# Find the area between the curve f(x) = 1/(x+2) and the lines x=0  and x= 1.

hala718 | Certified Educator

f(x) = 1/(x+2)

The area under the curve is the integral of f(x)

F(x) = intg f(x) = intg (1/(x+2)

= ln (x+2)

Then the area between the lines x= 0 and x = 1 is:

Area = F(1) - F(0)

= ln (3) - ln (1)

= ln 3 - 0= lon3

Then the area = ln 3

giorgiana1976 | Student

For the beginning, the area which has to be found is located between the given curve f(x), the lines x = 0 and x = 1, also the x axis.

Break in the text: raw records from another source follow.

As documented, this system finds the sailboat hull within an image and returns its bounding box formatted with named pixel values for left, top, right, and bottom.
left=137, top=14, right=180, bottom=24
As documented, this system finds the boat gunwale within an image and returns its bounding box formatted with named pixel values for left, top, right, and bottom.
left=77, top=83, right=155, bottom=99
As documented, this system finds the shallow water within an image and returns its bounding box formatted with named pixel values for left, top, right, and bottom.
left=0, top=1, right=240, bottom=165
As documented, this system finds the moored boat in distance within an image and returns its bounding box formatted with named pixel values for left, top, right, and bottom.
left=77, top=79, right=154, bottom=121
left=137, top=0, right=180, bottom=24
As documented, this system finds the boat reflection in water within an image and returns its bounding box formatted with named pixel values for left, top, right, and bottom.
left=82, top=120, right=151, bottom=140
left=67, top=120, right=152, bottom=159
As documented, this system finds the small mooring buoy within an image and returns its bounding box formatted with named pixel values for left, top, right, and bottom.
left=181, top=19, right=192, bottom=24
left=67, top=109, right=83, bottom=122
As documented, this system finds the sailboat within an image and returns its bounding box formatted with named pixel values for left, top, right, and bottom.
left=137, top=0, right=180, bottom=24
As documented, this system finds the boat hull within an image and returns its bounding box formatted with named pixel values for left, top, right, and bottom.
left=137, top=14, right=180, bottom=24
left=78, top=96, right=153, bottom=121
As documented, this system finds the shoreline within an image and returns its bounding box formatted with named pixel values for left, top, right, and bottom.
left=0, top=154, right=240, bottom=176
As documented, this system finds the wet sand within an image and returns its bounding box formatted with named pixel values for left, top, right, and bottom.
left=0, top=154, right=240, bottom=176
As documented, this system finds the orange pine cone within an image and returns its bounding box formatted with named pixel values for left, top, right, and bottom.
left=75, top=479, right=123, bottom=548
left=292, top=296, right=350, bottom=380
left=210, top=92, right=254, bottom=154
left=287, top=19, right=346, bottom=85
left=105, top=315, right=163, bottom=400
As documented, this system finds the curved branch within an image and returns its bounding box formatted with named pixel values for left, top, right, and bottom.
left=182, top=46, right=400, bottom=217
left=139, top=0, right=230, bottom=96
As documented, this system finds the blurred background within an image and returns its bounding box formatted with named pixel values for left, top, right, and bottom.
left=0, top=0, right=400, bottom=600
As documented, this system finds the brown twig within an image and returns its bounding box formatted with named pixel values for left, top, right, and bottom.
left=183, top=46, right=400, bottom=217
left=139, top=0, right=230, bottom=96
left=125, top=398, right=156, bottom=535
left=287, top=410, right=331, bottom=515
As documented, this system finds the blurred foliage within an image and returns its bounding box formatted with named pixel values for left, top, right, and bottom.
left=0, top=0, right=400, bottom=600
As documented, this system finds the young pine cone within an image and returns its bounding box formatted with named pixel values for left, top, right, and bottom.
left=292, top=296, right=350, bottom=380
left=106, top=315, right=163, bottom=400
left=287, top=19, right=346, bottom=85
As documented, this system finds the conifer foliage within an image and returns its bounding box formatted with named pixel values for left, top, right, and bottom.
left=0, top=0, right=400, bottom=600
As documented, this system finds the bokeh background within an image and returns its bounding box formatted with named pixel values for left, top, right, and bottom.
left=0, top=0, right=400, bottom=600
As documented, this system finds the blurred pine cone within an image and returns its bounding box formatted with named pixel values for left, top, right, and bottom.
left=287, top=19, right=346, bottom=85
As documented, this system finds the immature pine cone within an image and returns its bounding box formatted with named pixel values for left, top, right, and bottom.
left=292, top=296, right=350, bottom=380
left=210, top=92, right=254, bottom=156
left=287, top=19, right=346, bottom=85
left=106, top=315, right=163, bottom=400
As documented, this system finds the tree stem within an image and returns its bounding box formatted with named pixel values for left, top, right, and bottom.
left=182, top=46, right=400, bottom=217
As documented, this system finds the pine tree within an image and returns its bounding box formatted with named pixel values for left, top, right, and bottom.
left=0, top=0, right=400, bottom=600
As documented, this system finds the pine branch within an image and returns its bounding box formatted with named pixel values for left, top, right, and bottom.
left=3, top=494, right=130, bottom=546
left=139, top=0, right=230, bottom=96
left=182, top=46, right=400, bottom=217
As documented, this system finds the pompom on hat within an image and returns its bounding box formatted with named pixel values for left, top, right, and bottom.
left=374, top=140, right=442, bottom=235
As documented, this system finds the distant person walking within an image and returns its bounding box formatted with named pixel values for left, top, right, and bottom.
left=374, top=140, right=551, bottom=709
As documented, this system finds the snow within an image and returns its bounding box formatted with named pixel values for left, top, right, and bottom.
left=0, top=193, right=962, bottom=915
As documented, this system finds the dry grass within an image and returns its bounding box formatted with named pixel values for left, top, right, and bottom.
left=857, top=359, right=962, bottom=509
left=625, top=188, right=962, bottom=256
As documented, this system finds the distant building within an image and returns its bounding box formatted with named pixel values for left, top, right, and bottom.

To calculate the area, we'll use the formula:

S = Integral (f(x) - ox)dx = Int f(x)dx = Int dx/(x+2)

We'll calculate the integral, using substitution technique.

We'll note x+2 = t.

We'll differentiate x+2.

(x+2)' = t'

dx = dt

Int dt/t = ln t = ln (x+2) + C

Now, we'll calculate the value of the area, using Leibnitz Newton formula::

S = F(1) - F(0), where

F(1) = ln (1+2) = ln 3

F(0) = ln (0+2) = ln 2

S = ln 3 - ln 2

We'll use the quotient property of logarithms:

S = ln (3/2)

neela | Student

The area A  enclosed by the curve f(x) and x axis between  x= a and x= b is given by:

A = Int f(x) dx from x = a to x = b'

Given functio is f(x) = 1/(1+x).

A = In (1/(1+x))dx  from x = 0 to x = 1.

Int (1/(1+x)) dx = ln (1+x).

A =  { ln(1+x) at x =1} - {ln(1+x) at x= 0}

A = ln(1+1) - ln (1+0)

A = ln2 - ln1

A = ln2 - 0

A = ln2.